Another recent failed chase was down to Manasquan Inlet, where in early January a flurry of dovekie had been passing close to land. Dovekie are tiny, round seabirds that rarely come close enough to the shore for viewing — they’re more often observed during sea trips. I was hoping the high numbers other birders were reporting would still be coming through and I’d get a chance to add one of these little alcids to my life list.

Dovekie. Susan Dixon/Audubon Photography Award 2021

Alas, I stood on the end of the jetty with a crush of other birders for around three hours with no sign of the dovekie. With not much else to do, I started taking long looks at the birds that were around.
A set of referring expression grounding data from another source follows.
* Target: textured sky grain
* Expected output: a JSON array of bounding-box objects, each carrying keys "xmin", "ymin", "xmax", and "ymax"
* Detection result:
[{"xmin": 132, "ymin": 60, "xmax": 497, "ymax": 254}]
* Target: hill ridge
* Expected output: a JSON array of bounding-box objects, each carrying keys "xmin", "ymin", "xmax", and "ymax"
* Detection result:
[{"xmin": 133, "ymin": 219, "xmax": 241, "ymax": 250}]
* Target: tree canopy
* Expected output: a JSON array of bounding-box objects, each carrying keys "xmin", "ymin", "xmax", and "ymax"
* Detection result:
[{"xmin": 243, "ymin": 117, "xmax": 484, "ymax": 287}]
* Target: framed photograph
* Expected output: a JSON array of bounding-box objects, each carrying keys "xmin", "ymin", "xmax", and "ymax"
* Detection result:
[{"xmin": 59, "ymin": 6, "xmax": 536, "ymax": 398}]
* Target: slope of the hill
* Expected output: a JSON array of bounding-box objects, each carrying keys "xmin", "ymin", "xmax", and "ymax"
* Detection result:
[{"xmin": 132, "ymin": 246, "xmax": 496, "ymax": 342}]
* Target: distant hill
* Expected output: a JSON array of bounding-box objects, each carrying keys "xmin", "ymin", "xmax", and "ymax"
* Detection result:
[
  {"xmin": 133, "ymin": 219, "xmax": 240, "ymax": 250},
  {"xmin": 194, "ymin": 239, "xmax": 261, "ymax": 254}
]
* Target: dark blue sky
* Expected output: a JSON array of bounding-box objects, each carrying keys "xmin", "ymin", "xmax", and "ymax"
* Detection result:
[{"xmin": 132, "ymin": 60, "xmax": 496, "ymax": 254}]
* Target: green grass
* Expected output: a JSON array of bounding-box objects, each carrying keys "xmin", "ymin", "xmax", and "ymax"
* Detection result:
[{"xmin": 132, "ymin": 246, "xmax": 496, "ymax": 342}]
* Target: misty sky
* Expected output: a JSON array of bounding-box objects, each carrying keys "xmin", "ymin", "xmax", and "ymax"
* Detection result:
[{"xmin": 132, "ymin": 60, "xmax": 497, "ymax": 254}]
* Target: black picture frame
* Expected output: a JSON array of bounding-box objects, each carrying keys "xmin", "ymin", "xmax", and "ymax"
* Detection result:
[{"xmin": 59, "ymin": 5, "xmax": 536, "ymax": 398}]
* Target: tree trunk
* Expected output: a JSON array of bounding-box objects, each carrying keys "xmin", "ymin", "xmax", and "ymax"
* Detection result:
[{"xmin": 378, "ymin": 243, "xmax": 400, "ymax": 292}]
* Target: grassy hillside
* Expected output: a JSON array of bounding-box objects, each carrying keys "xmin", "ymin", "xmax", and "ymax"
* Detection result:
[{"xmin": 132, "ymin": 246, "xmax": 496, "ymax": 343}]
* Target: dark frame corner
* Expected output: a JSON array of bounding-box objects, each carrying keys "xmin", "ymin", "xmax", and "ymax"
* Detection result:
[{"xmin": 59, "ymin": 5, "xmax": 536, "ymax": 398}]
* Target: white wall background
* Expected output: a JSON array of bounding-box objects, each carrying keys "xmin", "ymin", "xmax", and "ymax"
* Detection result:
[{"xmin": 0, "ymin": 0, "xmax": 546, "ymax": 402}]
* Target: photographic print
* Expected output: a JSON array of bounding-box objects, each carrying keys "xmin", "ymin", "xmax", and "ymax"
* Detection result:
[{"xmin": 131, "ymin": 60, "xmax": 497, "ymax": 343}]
Manasquan is a great spot for common and red-throated loons in the winter. These birds, especially the red-throated loons, seemed fearless, completely unimpressed with the large numbers of humans peering through binoculars and scopes. They floated close to the jetty, close enough to snap pics with a cell phone and see field marks with the naked eye, and then dove so smoothly it felt like a magic trick. They would surface again with Atlantic blue crabs in their bills.

Red-throated Loon. Kate Persons/Audubon Photography Award 2021

Further out, long-tailed ducks dove in the surf. These sea ducks are true to their name — males can have a tail up to 9.3 inches — and their markings are striking. Like the loons, long-tailed ducks feed by diving below the surface of the water. They have been seen in flocks of 200 or more!

I was running out of time, so I wished everyone else luck and headed out. Ten minutes up the road, I saw a text flash onto my screen — the dovekie had appeared! But I had somewhere to be and couldn’t turn back.

It was all right. I was happy I had gotten out, happy to have had a reason to visit the inlet, which isn’t close enough for me to go just any time. I was happy with the birds I did see. In a few months they will all have headed back north and these seasonal flavors will be off the menu until next winter.

Chasing doesn’t always work out, but I’ve never regretted a chase. Even when you don’t get the bird you went for, you get a chance to stand still and appreciate what you do see.